Размер шрифта
-
+

Фридл - стр. 9

Новый, 2000 год. Иерусалим.

Мы привыкаем к войне. Осенью я рассказывала тебе о ней чуть ли не в каждом параграфе. Теперь она стала общим множителем в уравнении повседневности.

Когда мы сюда приехали, в 1990 году, под нашими окнами арабы пасли овец, арабки торговали виноградом и инжиром, а по субботам бедуины приводили сюда верблюдов и за пару шекелей катали местную детвору. По утрам мы гуляли с детьми по склонам гор, амфитеатрам виноградников, а вечерами я приходила сюда одна. Я сидела на высоком камне и смотрела в ультрамариновую ночь, сверкающую желтоватыми огнями. Бейт-Лехем – сгусток света в ночи, и свет его белый, а Бейт-Джалла желтая… Ромашка на фоне густой синевы. Однажды на Рождество мы въехали в Бейт-Лехем на машине. Ты, способная оседлать дюреровских коней и мчаться на них вдоль обрыва, можешь себе представить, что испытала я, попав в картину вселенской ночи и вифлеемской звезды.

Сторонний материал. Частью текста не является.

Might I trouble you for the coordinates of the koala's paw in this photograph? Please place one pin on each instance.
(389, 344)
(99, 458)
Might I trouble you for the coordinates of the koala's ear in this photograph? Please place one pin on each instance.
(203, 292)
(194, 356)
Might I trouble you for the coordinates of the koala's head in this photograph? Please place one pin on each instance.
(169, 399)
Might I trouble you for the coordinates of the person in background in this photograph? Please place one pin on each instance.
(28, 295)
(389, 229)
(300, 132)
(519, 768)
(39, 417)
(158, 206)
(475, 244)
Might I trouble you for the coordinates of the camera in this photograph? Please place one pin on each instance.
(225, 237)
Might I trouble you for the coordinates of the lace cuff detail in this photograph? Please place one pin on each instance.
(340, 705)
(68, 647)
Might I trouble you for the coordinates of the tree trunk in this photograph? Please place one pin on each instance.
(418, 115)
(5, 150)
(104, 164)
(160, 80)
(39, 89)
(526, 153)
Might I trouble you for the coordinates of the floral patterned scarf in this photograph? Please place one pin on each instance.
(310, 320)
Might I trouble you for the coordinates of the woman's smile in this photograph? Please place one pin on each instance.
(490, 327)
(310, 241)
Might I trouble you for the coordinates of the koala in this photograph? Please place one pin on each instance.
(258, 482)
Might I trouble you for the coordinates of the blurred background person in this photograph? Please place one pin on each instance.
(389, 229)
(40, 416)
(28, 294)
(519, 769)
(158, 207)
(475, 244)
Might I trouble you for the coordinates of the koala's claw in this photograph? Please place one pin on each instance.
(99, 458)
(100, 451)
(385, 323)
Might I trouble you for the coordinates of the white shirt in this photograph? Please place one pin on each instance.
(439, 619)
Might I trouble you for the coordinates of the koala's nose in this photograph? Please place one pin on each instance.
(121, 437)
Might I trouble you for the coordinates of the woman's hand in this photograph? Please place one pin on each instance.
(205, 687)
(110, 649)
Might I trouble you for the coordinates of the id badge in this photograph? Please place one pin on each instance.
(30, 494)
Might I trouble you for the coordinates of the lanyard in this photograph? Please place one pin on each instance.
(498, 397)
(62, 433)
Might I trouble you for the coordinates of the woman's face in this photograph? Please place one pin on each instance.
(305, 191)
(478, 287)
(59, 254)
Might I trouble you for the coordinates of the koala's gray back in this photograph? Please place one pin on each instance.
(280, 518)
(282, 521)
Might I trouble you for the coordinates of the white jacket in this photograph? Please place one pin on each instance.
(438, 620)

Теперь Бейт-Лехем и Бейт-Джалла отгорожены от нас бетонной стеной. Стреляют из святых мест, оттуда, где началось новое летоисчисление.

Первый год нового тысячелетия мы встречаем у друзей в Гило.

– Стреляют, – говорит хозяйка дома.

– Нет, это салют.

– Да нет же, стреляют!

Мы уже не можем отличить стрельбу от салюта.

– Разбирайте пирожки, накладывайте салатики… Подставляйте бокалы!

Стреляют.

Ура! Мы в новом тысячелетии!

Весна, 2000. Чешский Крумлов.

Реальность не дает себя осознать. Как с этим справляются писатели? Ведь когда они пишут одно, в их жизни разыгрывается что-то совсем другое. Художникам проще. Канонада им не мешает. Шиле в военном мундире рисует Чешский Крумлов. Крыши домов, склонившиеся над узкой улицей, разноцветное белье на балконах…

Теперь здесь его музей. Неподалеку плотина, вода шумит днем и ночью.

24 контейнера с картинами, рисунками, мебелью, тканями, чертежами, рисунками терезинских детей и еще много чем благополучно добрались из Граца в музей Эгона Шиле. Огромный средневековый монастырь отнюдь не оснащен по последнему слову техники. Все надо таскать на себе, с цокольного этажа на первый. Ни грузовых лифтов, как в Граце, ни аккуратных рабочих. Нам дали группу «работящих цыган». Гордость города – трудятся на славу и не крадут. Действительно симпатичные. Но когда помощник чуть не вколотил гвоздь в тобою сделанную раму, а симпатичная уборщица выбросила в мусорный ящик мои туфли вместе с серебряной фольгой, которой мы покрывали стену, дабы создать матовый баухаузовский тон, – мы решили все делать сами.

Лето, красота, завтрак на берегу реки, столы с зонтиками, туристы, местные отдыхающие… Хочешь кофе?